Dressing blows when you are my mom.
"My mom talks too loud" (N, age 2) in the style of this Yelp review of Ward III:
I have several suggestions for these parents, because it is a shame that a household can be run so poorly and the parents still be able to reproduce. First, if you plan to let the outside temperature hit 90 degrees (what's that you say? Parents don't control the temperature? Nonsense!). The least you can do is give up your air conditioning and let me be cool. Second, get a hostess. I don't have to wade through your sticky, smelly kitchen twice to find someone to help me. It would help if she had boobs that lactate that would be cool, but hopefully you already knew that. Third, if I ask you not to talk loudly, shush up. I have sensitive ears and would rather you only whisper to me. Unless I yell. In which case don't talk at all. Just fix my issue. I won't talk about the lack of sugar drinks here because it is too sad. Your failure on the other points makes me wish I were old enough to work so I could get a job and find another establishment to call home.
"My mom helps my brother first" (I, age 3) in the style of this Yelp review of Equinox:
The staff here incredibly rude. From front door to bathroom, the staff (AKA my parents) are rude and at times offensive. The kitchen is always overcrowded and the table always full. It seems that the overcrowding is due to their fertility rather than quality.

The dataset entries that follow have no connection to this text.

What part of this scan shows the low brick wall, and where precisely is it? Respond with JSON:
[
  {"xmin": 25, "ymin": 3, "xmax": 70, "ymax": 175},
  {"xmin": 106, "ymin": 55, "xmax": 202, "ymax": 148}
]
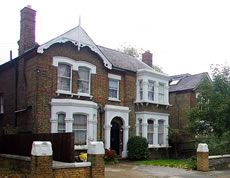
[
  {"xmin": 208, "ymin": 155, "xmax": 230, "ymax": 170},
  {"xmin": 0, "ymin": 142, "xmax": 105, "ymax": 178}
]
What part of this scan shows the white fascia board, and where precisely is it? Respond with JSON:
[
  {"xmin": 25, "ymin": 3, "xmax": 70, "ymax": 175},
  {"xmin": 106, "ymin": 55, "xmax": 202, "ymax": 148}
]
[
  {"xmin": 137, "ymin": 69, "xmax": 170, "ymax": 81},
  {"xmin": 37, "ymin": 26, "xmax": 112, "ymax": 69},
  {"xmin": 105, "ymin": 105, "xmax": 130, "ymax": 112},
  {"xmin": 50, "ymin": 99, "xmax": 98, "ymax": 109}
]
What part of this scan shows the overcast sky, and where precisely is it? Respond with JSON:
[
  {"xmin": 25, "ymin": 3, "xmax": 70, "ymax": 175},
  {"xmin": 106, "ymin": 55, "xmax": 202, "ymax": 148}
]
[{"xmin": 0, "ymin": 0, "xmax": 230, "ymax": 75}]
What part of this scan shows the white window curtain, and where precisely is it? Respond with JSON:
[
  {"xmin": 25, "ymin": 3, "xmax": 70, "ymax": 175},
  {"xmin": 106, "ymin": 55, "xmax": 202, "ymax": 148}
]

"My mom does not clean my playroom herself" (M, age 4) in the style of this Yelp review of Marshalls:
This place is an absolute jungle. Never go in this playroom unless you're a masochist. The Barbies are missing heads and there are hoards of Playskool figures, and random tools that make this place feel like a war zone. I've never left without a tantrum that can only be blamed on the mess. How many goldfish crackers does it take to get some decent cleaning people in this place?
"My mom takes too long to bring me snack" (A, age 3) in the style of this Yelp review of Dunkin' Donuts:
What can you expect of a couple of novice parents? Really unfriendly service from people who are quite obviously upset at their plight working for a boss who is so much smaller than them. Can I help that my stature fails to reveal my vast wit and intelligence? The service here is extremely slow, sometimes there is a line of at least two other people -- the one they call "dad" and that baby my mommy just had. I get pirate's booty maybe 5 times a year, and they're always stale here. I wish there was a pirate's booty machine I could suckle in my bedroom, but alas, I was born to suffer and wait on the slow nature of the servers in this establishment we call "home."
What would your toddler's Yelp review be?